Now we have two dictionaries that:
 1. Counts the number of ask posts by the hour
 2. Counts the number of comments by the hour

Next, we will use these dictionaries to calculate the average number of comments for each hour of the day.

In [5]:
# Create an empty list to store the result
avg_by_hour = []

# Loop through each hour on comments_by_hour
for hour in comments_by_hour:
    # Divide the number of comment by hour by the number of post by hour
    avg_by_hour.append([hour, comments_by_hour[hour] / counts_by_hour[hour]]) 

avg_by_hour

[['02', 11.137546468401487],
 ['01', 7.407801418439717],
 ['22', 8.804177545691905],
 ['21', 8.687258687258687],
 ['19', 7.163043478260869],
 ['17', 9.449744463373083],
 ['15', 28.676470588235293],
 ['14', 9.692007797270955],
 ['13', 16.31756756756757],
 ['11', 8.96474358974359],
 ['10', 10.684397163120567],
 ['09', 6.653153153153153],
 ['07', 7.013274336283186],
 ['03', 7.948339483394834],
 ['23', 6.696793002915452],
 ['20', 8.749019607843136],
 ['16', 7.713298791018998],
 ['08', 9.190661478599221],
 ['00', 7.5647840531561465],
 ['18', 7.94299674267101],
 ['12', 12.380116959064328],
 ['04', 9.7119341563786],
 ['06', 6.782051282051282],
 ['05', 8.794258373205741]]

Next, let's identify which hour has the highest average number of comments. We will first need to swap the average number of comments column with the hour of day column in order to use the sort function.

In [6]:
swap_avg_by_hour = []

for row in avg_by_hour:
    swap_avg_by_hour.append([row[1],row[0]]) # Swap the average number of comments with the hour of day column

swap_avg_by_hour

[[11.137546468401487, '02'],
 [7.407801418439717, '01'],
 [8.804177545691905, '22'],
 [8.687258687258687, '21'],
 [7.163043478260869, '19'],
 [9.449744463373083, '17'],
 [28.676470588235293, '15'],
 [9.692007797270955, '14'],
 [16.31756756756757, '13'],
 [8.96474358974359, '11'],
 [10.684397163120567, '10'],
 [6.653153153153153, '09'],
 [7.013274336283186, '07'],
 [7.948339483394834, '03'],
 [6.696793002915452, '23'],
 [8.749019607843136, '20'],
 [7.713298791018998, '16'],
 [9.190661478599221, '08'],
 [7.5647840531561465, '00'],
 [7.94299674267101, '18'],
 [12.380116959064328, '12'],
 [9.7119341563786, '04'],
 [6.782051282051282, '06'],
 [8.794258373205741, '05']]

Next, we'll sort this list based on the highest number of average comment.

In [7]:
sorted_swap = sorted(swap_avg_by_hour,reverse = True) # Sort by highest number of average comment

print("Top 5 Hours for Ask Posts Comments")

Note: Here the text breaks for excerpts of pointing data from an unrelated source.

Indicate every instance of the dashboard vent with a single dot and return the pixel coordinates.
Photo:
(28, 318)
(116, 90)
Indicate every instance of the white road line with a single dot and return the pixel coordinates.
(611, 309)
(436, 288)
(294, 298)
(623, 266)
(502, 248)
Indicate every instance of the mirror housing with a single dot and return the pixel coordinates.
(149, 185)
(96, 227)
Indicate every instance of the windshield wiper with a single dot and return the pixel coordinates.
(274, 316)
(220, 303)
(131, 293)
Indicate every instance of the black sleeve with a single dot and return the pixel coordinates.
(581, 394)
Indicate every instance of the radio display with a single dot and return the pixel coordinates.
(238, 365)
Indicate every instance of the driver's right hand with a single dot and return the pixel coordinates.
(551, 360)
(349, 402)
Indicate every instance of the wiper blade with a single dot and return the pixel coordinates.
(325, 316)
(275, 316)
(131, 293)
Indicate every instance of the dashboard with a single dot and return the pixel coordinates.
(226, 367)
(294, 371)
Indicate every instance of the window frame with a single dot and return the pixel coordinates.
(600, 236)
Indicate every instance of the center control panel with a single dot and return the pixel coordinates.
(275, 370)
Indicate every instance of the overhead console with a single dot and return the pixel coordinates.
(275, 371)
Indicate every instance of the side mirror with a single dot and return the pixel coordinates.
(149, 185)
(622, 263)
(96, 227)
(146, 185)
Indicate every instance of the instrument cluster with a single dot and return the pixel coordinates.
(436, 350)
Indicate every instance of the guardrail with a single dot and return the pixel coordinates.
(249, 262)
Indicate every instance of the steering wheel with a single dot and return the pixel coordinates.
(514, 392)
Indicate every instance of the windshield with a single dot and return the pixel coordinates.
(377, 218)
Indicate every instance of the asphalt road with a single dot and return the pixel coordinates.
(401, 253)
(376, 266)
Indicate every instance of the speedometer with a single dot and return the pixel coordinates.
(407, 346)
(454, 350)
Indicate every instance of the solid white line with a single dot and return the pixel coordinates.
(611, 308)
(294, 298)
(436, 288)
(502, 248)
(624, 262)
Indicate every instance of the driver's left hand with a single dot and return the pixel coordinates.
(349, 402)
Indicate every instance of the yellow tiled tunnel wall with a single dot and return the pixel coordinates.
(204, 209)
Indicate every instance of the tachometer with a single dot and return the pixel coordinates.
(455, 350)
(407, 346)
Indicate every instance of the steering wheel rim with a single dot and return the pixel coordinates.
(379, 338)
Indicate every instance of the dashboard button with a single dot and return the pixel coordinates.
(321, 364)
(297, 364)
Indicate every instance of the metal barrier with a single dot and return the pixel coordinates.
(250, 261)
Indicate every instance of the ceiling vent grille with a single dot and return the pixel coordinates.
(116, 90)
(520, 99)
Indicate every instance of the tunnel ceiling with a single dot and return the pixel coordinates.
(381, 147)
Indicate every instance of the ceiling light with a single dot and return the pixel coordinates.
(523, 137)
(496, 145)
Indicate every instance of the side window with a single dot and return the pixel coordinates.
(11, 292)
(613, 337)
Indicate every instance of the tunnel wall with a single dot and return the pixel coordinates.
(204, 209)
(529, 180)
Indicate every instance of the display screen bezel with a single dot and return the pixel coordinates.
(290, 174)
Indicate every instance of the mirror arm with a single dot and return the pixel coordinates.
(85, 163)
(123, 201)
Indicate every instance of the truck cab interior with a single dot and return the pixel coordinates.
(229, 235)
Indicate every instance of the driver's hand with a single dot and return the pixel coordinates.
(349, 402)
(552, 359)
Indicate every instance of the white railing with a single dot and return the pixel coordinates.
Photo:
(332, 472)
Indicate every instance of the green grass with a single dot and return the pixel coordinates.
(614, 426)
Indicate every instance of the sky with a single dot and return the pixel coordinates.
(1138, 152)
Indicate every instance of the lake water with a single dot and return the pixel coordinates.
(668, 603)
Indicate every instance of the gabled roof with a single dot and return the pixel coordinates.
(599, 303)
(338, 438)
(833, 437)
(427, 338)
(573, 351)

for row in sorted_swap[:5]:                    # Loop through the first five rows
    time = dt.datetime.strptime(row[1],"%H")   # Convert the hour as datetime object
    time = dt.datetime.strftime(time,"%H:%M")  # Formats the hour to hour:minute format
    print("{time}: {avg:.2f} average comments per post".format(time=time, avg=row[0])) # Prints with properly formatted time and average numbers

Top 5 Hours for Ask Posts Comments
15:00: 28.68 average comments per post
13:00: 16.32 average comments per post
12:00: 12.38 average comments per post
02:00: 11.14 average comments per post
10:00: 10.68 average comments per post


# Conclusion

If a user is interested in posting on Hacker News, he or she should create `Ask HN` post at 3 PM EST. However, there are a couple other variables that a user might need to consider:
* The data set was from 2016, so there might be a shift in user's interest in recent years
* Which topics receive the most comments?
* Which types of posts receive more points or upvotes?